First base for tech marketers is to understand the buyer. That’s the foundation for empathetic marketing that aligns the vendor with the market’s mind set. Tech marketers already recognise this – nearly three times as many see “the generation of relevant audience insight” as the most valuable marketing skill, compared to “creativity”. But there is an issue. When we asked about their skill gaps, the top three were “data analysis”, “trend analysis” and “making sense of different data sources”. The perfect storm, where the need for audience insight collides with the inability to execute and understand it. Better call in the professionals.

Second base; vendors need to plug into buyers’ conversations. One great way is to repurpose the audience insight the market research professionals provide; it’s rich in the ingredients you need to influence those elusive buyers. Tell the market what it’s thinking, what its challenges are and why your solution has been designed with exactly them in mind – that’s compelling thought leadership, based on reliable third-party research, not a rehashed sales play-book.

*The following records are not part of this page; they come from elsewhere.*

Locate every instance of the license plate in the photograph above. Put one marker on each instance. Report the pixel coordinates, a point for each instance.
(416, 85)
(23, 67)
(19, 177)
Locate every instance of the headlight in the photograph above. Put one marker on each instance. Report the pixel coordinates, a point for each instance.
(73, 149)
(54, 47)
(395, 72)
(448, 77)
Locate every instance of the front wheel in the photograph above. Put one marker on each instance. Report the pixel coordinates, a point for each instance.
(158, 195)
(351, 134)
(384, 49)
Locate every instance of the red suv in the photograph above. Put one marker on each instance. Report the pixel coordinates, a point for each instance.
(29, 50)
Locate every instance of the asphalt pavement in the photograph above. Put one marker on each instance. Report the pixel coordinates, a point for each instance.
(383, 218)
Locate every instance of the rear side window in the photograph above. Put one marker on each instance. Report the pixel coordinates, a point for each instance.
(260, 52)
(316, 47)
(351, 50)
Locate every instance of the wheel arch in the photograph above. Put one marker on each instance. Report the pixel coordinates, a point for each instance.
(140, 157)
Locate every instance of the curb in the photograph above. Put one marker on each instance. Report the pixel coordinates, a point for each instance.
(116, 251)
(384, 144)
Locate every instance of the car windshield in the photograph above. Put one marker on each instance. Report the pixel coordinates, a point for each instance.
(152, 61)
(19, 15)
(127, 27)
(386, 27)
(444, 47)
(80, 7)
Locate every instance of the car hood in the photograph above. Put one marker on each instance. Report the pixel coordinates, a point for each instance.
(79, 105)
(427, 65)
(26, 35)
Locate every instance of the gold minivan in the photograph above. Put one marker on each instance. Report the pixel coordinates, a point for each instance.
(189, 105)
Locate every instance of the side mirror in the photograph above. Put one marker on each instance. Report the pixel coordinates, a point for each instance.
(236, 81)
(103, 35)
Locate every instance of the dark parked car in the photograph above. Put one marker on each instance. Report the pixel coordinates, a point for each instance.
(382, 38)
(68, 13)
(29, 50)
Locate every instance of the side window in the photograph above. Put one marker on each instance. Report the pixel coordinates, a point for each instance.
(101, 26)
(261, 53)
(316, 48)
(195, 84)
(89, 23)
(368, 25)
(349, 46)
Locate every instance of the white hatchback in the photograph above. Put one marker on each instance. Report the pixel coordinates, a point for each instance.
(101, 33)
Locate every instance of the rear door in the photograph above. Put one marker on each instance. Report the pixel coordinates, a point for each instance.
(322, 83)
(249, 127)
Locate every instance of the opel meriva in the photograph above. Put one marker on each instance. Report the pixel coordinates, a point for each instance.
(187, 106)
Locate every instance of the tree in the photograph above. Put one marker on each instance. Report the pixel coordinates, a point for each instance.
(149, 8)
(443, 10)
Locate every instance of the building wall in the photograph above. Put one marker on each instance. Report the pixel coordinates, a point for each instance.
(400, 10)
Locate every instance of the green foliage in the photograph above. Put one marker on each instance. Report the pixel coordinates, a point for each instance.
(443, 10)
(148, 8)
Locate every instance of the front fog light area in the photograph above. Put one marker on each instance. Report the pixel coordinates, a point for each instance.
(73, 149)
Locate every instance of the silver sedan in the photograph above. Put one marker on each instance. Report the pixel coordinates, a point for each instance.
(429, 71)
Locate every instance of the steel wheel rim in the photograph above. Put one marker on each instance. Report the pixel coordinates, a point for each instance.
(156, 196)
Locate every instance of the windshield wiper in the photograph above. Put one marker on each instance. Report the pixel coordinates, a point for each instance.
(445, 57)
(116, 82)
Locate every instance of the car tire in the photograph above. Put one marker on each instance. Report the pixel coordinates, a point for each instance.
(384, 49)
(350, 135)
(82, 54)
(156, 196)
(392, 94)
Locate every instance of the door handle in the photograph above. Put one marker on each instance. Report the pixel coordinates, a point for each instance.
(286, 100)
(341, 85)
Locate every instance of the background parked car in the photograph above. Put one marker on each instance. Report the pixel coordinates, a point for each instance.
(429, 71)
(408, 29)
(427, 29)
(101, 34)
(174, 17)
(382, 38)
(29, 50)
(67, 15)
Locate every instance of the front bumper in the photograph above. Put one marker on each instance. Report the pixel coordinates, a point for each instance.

Third base, and this plays directly to marketing’s need to generate demand. Extend the research’s life-cycle by letting buyers benchmark themselves against peers in similar organisations who’ve already done the research. It’s easy to let the buyer map their status against the rest, followed up by a set of tailored recommendations. Research as an engagement device.

The power shift in buying cycles means vendors have to attract buyers into their orbit of influence. The three-stage market research process explained here – understand, influence and engage – emerges from the technology marketers self-proclaimed need to achieve and exploit audience insight; it’s the application of marketing science and delivers benefit to the power of three.